BÖLÜM 12

175 122 107
                                    

Buruk geçen günlerin ardından ofise gelen Fırat ve Zeynep hiçbir şeyin eskisi gibi olmadığını sezdiler. Kemal'in oğlu Ozan, şirketin başına geçmek istemedi zaten bu işlerden de anlayan birisi değildi hissesini Fırat'a devretmeye karar verdi. Bütün şirketin sorumluluğu Fırat'a geçecekti arabasını ve bir miktarda parasını Ozan'a veren Fırat, Sarte'nin tek sahibi oldu. Şirkette de Fırat'tan sonra en sözü geçen kişi de her zaman ki gibi Zeynep'ti. Fırat ne işte ne de piyasada istediği düzeni yaratmadı ortağının ölmesi çok büyük bir talihsizlik yaratmıştı çoğu işçi işi bırakmış, çoğu firma da anlaşmaları siparişleri iptal etmişti. Kazandıkları ihale de hayal kırıklığı ile sonuçlandı bütün bunların üzerine Fırat Sarte'yi satmaya karar verdi ama buna Zeynep engel oldu. Fırat'ın annesi Zeynep'i telefonla arayıp hem özlediğini hemde akşam yemek yemek için davet etti yarın akşam yemeğe Fırat'ın evine gidecekti. Eski arabasını Ozan'a veren Fırat galeriden yeni model beyaz bir araç satın aldı bunun yanında Zeynep'in de aracını yenilediler eski aracı verip yeni model araç aldılar. Ertesi gün Zeynep Fırat'ın evine konuk oldu. Fırat'ın annesi Ayşe Teyze, Zeynep için sac kavurması yapmıştı Zeynep'te çok severdi Ayşe Teyze Zeynep'i çok seviyordu çokta özlemişti kızı gibi görüyordu yemek masasında sohbet ettikler;
A- Zeynep beğendin mi kızım?
Z- Beğenmemek elde mi Ayşe Teyze ellerinize sağlık.
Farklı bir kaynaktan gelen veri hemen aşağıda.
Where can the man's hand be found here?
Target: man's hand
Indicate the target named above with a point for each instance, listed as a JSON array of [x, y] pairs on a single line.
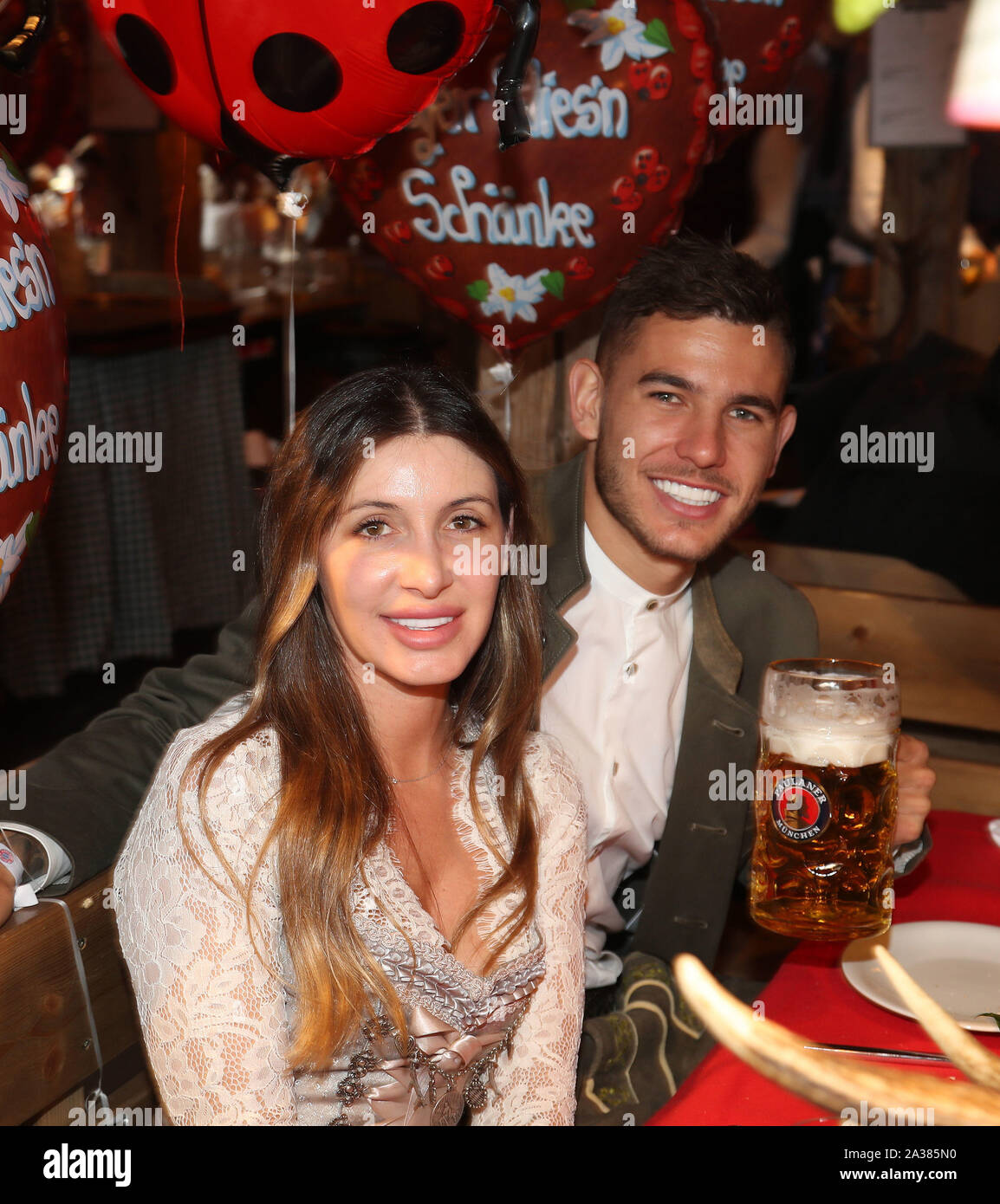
[[6, 894], [916, 781]]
A- Böyle bir yemek düşündüm senin için umarım beğenmişsindir.
Z- Tâbi ki en sevdiğim yemektir çok güzel olmuş.
A- Afiyet olsun kızım. Nasıl gidiyor neler yapıyorsun?
F- İyi diyelim iyi olsun
A- Ece'den sonra Kemal Bey'in vefatını da öğrendim tekrar başın sağolsun zor dönemlerden geçiyorsun biz her zaman yanındayız Fırat oğlum da öyle Gökçe kızım da sizinle zaten sende benim bir kızımsın sakın unutma olur mu Zeynep kızım?
Z- Unutmam Ayşe teyze, sağolun iyi ki varsınız yemek için de çok teşekkür ederim.
Fırat, "Sohbetinizin arasına giriyorum ama yemeğin sonuna geldik zaten tatlı içinde bizim kafeye mi gitsek Gökçe'ye de sürpriz yaparız" diyerek araya girdi. Yemekten sonra Fırat, annesi ve Zeynep kafelerine gittiler. Kafede herşey yolundaydı bekledikleri gibi işlerde yolunda gidiyordu hatta yoğunluktan dolayı Gökçe geldiklerini fark etmedi. Zeynep'e magnolia Fırat'a profiterol Ayşe teyzeye de sütlaç getiren Gökçe onları gördüğüne çok sevindi hoş sohbetler ettiler. Güzel gecenin ardından evine geçmeden petshopa uğrayan Zeynep Boli'ye biten mamasından aldı ve eve geçti. Zeynep boynundaki mavi flamingolu kolyesini hiç çıkarmıyordu Fırat'ta bunun farkındaydı sürekli takıyordu çok değer veriyordu. Birkaç gün sonra Fırat Zeynep'i Gökçeada'ya götürdü. Zeynep'i sevdiğini söyleyecekti ama çok heyecanlanıyordu nasıl söyleyeceğini bilemiyordu eli ayağı birbirine dolaşıyordu normalde hiç böyle değildi.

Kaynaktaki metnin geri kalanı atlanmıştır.